America and Canada Produce This Much Hair Every Minute
Salons in the US and Canada generate 877 pounds of hair waste every minute. When hair breaks down without oxygen, such as in a garbage bag buried in a landfill, it releases greenhouse gases, contributing to climate change.
According to Human Material Loop, 72 million kilograms of human hair waste ends up in European landfills every year, which is equivalent to the weight of seven Eiffel Towers.
Kollar said, You can treat it like a natural resource. For which there is currently no scalable solution, i.e. a correct use. She says that most countries burn this waste. And many alternative solutions are not environmentally friendly or suitable for widespread use.
This Is How Thread Is Prepared From Hair
Kollar explains that hair fabric is no different than knitting a sweater with any other material. The short hairs are spun together and turned into a continuous thread to make yarn and then dyed with pure pigments. She said that as the company increases production. She can dye yarn or cloth, which depends on which one is best. The prototype of the Human Material Loop was a wool-feel sweater. “I needed to create a product that people could connect with, and Jumper was one of the best prototypes we could make, but also the most reliable,” Kollar said.
Since then, the company has used other prototypes. Clothes made of hair can be worn even in the mountains of Argentina. It heats so much. That includes an outdoor coat filled with hair to provide thermal insulation, which she tried in harsh conditions during an expedition to Aconcagua, Argentina’s highest mountain. These designs are not available to buy – the aim is to supply material for other designers and brands to work with. Kollar says that once larger production volumes are reached, the price of wool should be competitive.

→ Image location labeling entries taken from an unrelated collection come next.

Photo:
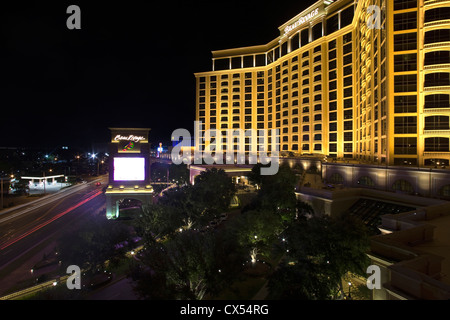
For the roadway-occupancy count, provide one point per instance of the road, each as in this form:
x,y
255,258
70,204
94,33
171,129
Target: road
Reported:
x,y
28,232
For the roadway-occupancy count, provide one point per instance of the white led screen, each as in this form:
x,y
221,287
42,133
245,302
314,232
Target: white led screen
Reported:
x,y
129,169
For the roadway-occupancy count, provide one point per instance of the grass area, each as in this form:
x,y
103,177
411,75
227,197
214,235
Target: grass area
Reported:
x,y
244,288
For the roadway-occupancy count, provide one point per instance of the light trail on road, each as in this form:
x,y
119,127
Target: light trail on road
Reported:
x,y
91,196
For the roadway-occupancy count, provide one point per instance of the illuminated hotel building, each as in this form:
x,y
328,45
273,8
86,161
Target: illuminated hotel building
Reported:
x,y
342,81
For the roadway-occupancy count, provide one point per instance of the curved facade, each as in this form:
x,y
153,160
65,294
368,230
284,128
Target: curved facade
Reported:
x,y
366,80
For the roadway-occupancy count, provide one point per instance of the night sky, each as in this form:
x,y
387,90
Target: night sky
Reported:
x,y
132,64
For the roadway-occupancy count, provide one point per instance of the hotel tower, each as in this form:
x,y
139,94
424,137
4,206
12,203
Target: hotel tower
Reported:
x,y
367,80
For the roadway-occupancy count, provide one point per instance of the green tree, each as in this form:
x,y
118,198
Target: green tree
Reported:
x,y
324,249
255,232
190,266
179,173
208,197
158,222
93,244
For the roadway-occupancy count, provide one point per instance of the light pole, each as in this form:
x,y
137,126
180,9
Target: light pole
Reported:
x,y
1,191
43,181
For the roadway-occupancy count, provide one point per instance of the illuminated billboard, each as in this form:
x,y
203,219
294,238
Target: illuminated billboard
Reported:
x,y
129,169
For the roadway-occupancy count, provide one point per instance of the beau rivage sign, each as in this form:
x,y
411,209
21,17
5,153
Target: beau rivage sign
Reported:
x,y
129,138
303,19
136,135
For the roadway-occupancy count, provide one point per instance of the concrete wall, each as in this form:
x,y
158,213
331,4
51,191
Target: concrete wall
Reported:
x,y
424,181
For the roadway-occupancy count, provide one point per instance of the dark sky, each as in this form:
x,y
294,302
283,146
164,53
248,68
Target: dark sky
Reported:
x,y
132,64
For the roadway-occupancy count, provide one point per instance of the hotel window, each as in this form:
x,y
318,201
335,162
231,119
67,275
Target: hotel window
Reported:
x,y
332,126
348,136
404,125
222,64
405,21
332,106
405,62
317,31
347,38
236,62
331,54
437,79
260,60
441,13
332,24
248,61
347,16
405,41
436,36
404,4
437,123
348,125
348,59
437,101
437,57
405,104
405,83
304,37
333,136
437,144
347,48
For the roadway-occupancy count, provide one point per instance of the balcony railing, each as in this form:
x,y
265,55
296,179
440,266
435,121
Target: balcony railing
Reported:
x,y
436,23
436,110
444,89
437,45
444,132
433,2
436,153
445,66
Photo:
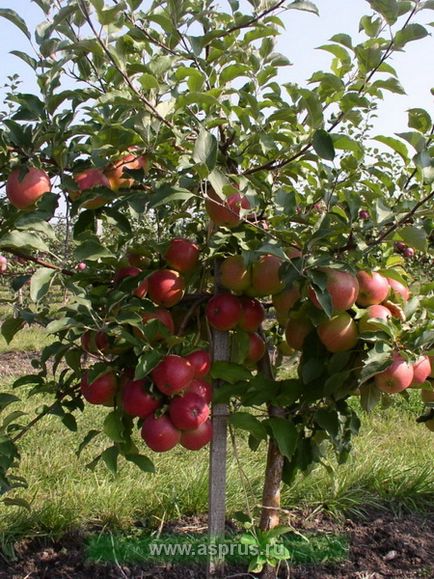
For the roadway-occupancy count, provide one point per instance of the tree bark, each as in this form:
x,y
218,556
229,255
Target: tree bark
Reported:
x,y
270,514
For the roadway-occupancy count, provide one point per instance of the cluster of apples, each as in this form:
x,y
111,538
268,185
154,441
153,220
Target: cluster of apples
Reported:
x,y
341,332
173,406
25,185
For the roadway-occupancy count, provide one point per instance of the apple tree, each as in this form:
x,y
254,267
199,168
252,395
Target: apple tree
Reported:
x,y
226,226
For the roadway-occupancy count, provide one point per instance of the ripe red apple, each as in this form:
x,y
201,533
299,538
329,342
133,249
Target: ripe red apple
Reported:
x,y
398,289
172,374
373,288
164,316
256,349
234,274
375,312
3,264
408,252
141,290
24,192
159,433
265,276
421,370
201,388
182,254
427,396
397,377
252,314
166,287
225,211
223,312
284,301
201,362
339,333
296,331
90,179
197,438
189,411
102,390
115,172
343,288
125,272
136,400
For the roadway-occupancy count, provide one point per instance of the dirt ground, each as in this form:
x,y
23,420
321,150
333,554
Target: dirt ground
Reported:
x,y
380,546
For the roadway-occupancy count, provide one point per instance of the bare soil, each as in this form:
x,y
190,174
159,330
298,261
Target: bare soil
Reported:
x,y
380,546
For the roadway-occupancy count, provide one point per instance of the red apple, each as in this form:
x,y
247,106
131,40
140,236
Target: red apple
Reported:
x,y
223,312
252,314
225,211
166,287
201,388
201,362
372,313
296,331
234,274
265,276
172,374
343,288
197,438
373,288
115,172
284,301
421,370
397,377
102,390
24,190
136,400
339,333
256,349
125,272
189,411
90,179
3,264
398,289
159,433
182,254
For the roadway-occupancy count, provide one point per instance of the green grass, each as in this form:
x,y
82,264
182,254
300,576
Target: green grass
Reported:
x,y
391,468
27,340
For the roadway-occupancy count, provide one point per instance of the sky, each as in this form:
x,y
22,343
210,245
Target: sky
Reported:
x,y
304,33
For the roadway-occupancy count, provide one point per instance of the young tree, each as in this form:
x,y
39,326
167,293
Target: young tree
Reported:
x,y
203,193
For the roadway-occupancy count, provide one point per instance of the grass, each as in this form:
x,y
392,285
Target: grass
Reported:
x,y
391,468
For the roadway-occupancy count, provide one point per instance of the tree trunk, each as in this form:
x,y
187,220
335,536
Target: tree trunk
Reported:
x,y
217,461
270,515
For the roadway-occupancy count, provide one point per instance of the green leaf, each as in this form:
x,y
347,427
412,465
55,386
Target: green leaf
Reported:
x,y
389,9
419,119
229,372
303,5
411,32
110,457
413,236
91,250
16,19
22,240
247,421
143,462
285,434
40,283
10,327
323,145
205,150
6,399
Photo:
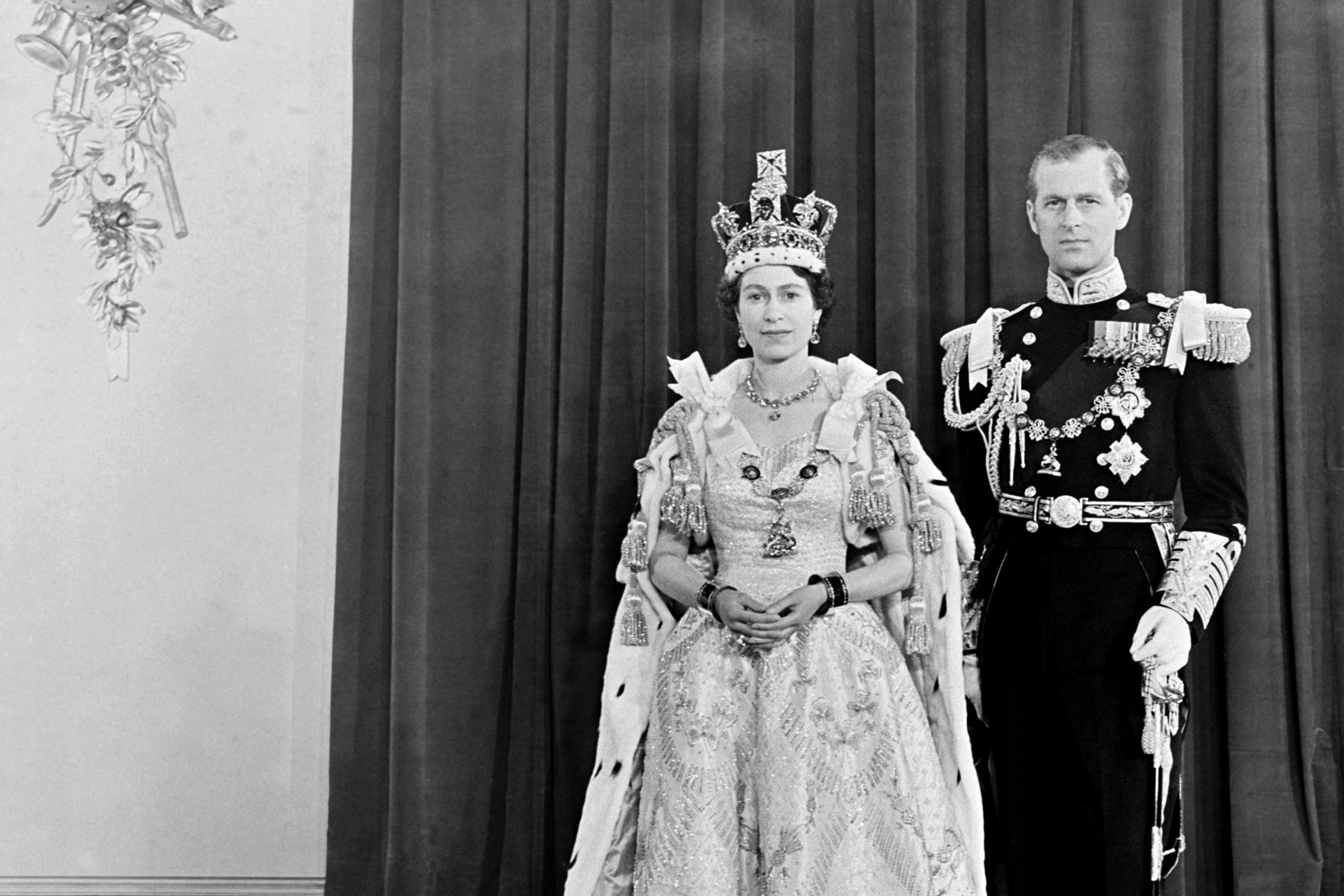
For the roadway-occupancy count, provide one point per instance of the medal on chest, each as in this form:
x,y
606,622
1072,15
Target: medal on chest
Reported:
x,y
1135,346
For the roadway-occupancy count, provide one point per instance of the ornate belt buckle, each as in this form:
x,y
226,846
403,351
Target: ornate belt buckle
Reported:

She further says that, at present, people are particularly ready to wear human hair, but she believes this idea can spread among the public. For Kollar, it’s not just about wearing a jumper made from human hair for novelty or sustainability. They argue that human hair is an incredibly durable material. Clothes made from this can last for a very long term.
Human Material Loop Launches Clothes Made From Human Hair
Human Material Loop sources its hair from salons in the Netherlands, Belgium and Luxembourg, using cut or plucked hair as it does not contain nuclear DNA that can identify an individual. It is working on establishing a documentation chain to trace where its content comes from and where it goes.
This Industry Is Doing Very Well
Historically, human hair has been used as textiles in many different cultures. In Micronesia, the Kiribati tribe made woven armour from natural materials, including coconut fibre, shark teeth, palm leaves, and human hair. In the 13th century, people in what is now the southwestern United States made socks by glueing together strands of hair.